Posted to solr-user@lucene.apache.org by Abin Mathew <ab...@toostep.com> on 2010/02/03 06:25:26 UTC

C++ being filtered (please help)

Hi
I have a field which may take the form "C++,PHP & MySql,C#"
now i want to tokenize it based on comma or white space and other word
delimiting characters only.Not on the plus sign. so that result after
tokenization should be
C++
PHP
MySql
C#

But the result I am getting is
c
php
mysql
c
Please give me some pointers as to which analyzer and tokenizer to use

Thank you
Abin Mathew

Re: C++ being filtered (please help)

Posted by Chris Hostetter <ho...@fucit.org>.
: > now i want to tokenize it based on comma or white space and
: > other word
: > delimiting characters only. Not on the plus sign. so that
: > result after
: > tokenization should be
	...
: > But the result I am getting is

...you haven't told us what type of analyzer settings you are currently 
using, so it's completley impossible to give you specific advice on what 
to do -- the problem may not be your current tokenizer at all, it might be 
some TokenFilter that is being applied after tokenization.

: <charFilter class="solr.MappingCharFilterFactory" mapping="mappings.txt" /> 
: <tokenizer class="solr.WhitespaceTokenizerFactory" /> 
: <filter class="solr.LowerCaseFilterFactory" /> 	

that's seems somewhat overkill for the problem of "i want to tokenize on 
an explicit list of characters" ... using the PAtternTokenizerFactory (in 
place of the MappingCharFilterFactory and the WhitespaceTokenizerFactory) 
would probably be a little more straight forward.

-Hoss


Re: C++ being filtered (please help)

Posted by Ahmet Arslan <io...@yahoo.com>.
> I have a field which may take the form "C++,PHP &
> MySql,C#"
> now i want to tokenize it based on comma or white space and
> other word
> delimiting characters only.

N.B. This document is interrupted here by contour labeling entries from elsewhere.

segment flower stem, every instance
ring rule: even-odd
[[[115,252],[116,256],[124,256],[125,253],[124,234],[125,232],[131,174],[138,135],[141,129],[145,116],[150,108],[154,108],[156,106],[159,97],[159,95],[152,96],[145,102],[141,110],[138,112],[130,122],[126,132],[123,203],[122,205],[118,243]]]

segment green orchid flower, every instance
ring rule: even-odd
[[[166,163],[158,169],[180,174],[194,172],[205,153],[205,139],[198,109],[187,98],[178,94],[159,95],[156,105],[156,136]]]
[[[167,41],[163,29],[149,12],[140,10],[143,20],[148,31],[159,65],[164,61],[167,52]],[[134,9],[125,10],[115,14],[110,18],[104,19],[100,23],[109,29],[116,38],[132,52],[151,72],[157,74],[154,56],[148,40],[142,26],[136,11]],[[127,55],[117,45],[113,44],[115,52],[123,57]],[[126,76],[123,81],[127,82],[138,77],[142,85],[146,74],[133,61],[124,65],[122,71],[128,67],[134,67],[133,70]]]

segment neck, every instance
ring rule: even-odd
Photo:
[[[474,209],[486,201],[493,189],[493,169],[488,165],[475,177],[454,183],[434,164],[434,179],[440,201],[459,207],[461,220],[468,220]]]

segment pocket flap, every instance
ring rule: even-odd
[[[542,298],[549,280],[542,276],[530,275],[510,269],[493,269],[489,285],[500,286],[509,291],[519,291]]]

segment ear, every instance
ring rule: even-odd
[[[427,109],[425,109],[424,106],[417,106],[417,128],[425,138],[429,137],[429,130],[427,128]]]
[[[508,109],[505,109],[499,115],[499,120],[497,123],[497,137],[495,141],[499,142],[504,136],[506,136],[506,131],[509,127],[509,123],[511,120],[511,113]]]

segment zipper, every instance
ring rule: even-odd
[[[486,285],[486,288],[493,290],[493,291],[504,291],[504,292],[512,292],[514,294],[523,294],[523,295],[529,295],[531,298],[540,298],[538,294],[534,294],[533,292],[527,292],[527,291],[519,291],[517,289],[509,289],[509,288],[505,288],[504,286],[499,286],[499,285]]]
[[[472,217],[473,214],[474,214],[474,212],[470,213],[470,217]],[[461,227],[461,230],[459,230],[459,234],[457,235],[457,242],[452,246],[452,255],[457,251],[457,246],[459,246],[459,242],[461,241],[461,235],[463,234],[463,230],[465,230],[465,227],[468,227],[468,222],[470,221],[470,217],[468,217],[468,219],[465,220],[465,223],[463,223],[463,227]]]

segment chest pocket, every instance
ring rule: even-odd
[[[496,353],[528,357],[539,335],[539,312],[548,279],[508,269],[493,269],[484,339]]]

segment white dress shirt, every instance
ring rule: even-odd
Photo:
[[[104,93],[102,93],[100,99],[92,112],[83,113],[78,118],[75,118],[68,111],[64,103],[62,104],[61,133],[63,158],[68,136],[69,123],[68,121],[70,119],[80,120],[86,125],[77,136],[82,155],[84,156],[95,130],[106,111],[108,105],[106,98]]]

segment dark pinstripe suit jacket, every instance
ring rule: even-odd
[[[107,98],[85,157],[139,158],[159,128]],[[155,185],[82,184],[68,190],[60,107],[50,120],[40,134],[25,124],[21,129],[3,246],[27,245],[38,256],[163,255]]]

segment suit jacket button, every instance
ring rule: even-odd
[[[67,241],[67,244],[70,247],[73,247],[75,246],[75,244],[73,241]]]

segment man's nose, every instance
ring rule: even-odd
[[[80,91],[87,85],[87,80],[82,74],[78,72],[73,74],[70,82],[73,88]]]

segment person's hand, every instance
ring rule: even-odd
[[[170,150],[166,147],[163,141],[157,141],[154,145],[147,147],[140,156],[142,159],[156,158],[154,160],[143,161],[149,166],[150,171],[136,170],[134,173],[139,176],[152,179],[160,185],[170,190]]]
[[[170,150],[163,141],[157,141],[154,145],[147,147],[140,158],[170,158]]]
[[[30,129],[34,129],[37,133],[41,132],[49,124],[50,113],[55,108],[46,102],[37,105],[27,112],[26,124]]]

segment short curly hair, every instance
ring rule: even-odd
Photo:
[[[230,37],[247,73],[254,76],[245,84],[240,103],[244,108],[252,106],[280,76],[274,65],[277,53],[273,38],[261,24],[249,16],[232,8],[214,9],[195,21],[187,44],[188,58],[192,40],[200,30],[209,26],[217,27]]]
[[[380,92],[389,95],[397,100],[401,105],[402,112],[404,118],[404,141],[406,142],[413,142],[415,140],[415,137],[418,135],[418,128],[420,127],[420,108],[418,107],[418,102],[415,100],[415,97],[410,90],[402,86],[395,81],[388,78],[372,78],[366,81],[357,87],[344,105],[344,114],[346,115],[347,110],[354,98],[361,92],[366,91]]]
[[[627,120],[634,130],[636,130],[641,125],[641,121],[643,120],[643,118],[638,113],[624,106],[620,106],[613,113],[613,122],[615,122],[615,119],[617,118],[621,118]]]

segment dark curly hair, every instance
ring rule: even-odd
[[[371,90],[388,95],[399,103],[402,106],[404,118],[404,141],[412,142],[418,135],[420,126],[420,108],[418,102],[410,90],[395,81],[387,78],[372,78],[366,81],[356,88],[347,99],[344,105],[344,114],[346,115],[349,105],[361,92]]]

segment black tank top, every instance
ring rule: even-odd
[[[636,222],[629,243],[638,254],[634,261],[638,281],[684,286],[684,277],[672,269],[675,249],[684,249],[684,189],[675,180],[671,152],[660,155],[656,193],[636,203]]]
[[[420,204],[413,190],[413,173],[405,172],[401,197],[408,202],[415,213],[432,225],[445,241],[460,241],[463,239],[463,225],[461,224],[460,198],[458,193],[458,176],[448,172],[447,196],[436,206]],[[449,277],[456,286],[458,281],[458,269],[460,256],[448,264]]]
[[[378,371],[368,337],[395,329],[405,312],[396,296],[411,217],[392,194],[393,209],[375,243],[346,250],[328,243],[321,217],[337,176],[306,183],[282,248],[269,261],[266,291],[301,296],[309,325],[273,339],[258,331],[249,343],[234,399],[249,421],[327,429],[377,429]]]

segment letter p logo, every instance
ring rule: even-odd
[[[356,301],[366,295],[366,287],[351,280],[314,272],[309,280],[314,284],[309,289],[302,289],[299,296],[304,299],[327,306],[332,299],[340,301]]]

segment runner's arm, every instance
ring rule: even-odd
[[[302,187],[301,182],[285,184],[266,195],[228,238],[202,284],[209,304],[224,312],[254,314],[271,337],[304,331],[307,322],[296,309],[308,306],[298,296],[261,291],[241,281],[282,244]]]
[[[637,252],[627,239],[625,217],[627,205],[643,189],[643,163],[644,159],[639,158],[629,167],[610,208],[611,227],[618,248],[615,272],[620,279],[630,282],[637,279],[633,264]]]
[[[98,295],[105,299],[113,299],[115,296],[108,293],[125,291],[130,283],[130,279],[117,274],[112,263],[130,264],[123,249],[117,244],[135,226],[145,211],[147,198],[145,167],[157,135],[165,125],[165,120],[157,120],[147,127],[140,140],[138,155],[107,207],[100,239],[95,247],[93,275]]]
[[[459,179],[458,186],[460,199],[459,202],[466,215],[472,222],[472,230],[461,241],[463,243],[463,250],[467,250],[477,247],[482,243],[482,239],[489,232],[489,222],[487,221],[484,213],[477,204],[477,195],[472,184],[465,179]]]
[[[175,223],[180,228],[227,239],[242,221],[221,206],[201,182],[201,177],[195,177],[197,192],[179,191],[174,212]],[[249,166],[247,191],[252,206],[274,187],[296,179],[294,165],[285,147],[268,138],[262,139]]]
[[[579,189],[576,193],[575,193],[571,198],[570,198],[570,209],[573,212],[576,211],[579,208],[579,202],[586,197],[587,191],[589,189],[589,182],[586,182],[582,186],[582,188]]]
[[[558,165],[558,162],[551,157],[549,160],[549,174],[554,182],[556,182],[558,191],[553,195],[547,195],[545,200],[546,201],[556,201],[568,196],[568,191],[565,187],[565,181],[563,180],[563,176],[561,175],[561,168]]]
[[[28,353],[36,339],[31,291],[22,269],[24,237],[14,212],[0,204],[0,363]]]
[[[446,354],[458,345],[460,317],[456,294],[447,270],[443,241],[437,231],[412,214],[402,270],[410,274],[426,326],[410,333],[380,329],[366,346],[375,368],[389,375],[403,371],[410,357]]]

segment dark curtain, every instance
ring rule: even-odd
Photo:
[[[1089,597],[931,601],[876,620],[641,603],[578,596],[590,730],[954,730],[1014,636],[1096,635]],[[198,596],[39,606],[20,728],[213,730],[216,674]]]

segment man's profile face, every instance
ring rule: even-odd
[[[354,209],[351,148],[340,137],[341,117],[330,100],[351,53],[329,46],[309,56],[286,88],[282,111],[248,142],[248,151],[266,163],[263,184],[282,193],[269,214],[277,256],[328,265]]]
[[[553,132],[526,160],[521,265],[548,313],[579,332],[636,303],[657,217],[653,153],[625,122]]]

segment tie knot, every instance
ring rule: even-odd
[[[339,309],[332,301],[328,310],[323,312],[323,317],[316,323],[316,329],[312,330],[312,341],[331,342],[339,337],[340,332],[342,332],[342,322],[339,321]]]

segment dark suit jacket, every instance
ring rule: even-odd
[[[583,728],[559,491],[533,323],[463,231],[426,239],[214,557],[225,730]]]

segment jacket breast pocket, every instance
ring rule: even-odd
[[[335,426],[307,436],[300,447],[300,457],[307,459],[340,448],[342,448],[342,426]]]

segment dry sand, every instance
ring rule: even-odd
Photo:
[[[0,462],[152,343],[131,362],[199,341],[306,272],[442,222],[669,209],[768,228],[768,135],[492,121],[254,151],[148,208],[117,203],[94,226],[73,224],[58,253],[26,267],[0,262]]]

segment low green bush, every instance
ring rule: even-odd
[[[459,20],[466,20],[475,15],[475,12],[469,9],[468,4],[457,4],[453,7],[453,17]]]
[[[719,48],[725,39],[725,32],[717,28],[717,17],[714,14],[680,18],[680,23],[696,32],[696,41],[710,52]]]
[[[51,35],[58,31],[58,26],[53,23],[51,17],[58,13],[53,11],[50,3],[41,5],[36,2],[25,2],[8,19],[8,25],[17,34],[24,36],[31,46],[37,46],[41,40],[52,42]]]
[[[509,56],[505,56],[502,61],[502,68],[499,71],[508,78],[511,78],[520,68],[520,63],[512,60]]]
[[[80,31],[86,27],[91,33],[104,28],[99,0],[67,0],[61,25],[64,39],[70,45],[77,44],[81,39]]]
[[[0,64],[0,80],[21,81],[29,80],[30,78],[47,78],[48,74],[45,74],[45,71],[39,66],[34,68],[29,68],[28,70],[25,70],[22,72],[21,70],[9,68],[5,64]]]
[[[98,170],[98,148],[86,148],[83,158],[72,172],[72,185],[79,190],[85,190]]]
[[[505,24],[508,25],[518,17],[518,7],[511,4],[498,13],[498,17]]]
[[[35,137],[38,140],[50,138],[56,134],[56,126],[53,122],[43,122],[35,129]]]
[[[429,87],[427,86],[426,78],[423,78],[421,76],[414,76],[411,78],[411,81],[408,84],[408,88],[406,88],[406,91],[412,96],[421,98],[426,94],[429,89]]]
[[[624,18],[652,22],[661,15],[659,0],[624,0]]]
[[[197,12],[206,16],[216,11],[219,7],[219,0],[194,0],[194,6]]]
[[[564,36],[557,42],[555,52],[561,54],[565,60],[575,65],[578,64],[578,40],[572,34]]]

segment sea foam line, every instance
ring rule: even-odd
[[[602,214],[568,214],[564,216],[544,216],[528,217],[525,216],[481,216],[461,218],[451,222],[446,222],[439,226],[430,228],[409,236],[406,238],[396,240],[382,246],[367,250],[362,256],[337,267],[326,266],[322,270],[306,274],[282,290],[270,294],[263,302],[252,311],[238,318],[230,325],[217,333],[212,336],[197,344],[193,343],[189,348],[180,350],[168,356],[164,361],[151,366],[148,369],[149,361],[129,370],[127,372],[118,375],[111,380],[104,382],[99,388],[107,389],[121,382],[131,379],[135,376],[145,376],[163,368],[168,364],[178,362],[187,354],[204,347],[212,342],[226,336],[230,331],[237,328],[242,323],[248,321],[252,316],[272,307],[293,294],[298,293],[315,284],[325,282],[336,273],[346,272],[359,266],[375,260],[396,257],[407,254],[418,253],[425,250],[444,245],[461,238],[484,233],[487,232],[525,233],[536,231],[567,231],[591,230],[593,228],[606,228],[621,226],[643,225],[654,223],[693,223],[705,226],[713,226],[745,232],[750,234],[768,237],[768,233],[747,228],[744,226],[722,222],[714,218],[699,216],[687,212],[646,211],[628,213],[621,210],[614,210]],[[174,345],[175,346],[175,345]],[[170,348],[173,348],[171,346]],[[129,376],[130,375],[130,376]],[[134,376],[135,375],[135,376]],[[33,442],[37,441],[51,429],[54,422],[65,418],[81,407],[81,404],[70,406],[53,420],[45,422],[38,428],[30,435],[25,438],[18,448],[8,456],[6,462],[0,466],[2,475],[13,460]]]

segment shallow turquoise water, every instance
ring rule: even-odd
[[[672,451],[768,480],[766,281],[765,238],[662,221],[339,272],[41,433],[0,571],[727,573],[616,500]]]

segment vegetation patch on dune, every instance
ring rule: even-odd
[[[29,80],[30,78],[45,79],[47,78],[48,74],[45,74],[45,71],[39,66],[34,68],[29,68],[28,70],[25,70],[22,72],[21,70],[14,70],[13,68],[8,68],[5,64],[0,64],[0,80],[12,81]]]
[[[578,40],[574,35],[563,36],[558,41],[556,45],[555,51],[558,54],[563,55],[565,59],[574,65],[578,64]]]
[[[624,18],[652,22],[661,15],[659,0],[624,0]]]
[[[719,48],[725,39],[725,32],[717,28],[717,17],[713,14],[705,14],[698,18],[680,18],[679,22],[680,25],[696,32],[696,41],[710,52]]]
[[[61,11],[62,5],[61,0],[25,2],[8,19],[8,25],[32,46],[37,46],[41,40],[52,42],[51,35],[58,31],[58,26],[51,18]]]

Not on the plus sign. so that
> result after
> tokenization should be
> C++
> PHP
> MySql
> C#
> 
> But the result I am getting is
> c
> php
> mysql
> c
> Please give me some pointers as to which analyzer and
> tokenizer to use
> 

You can use this analyzer:

<analyzer>
<charFilter class="solr.MappingCharFilterFactory" mapping="mappings.txt" /> 
<tokenizer class="solr.WhitespaceTokenizerFactory" /> 
<filter class="solr.LowerCaseFilterFactory" /> 	
</analyzer>

With mappings.txt file:
"," => " "

you can add more characters (to mappings.txt file) that you want to break words at.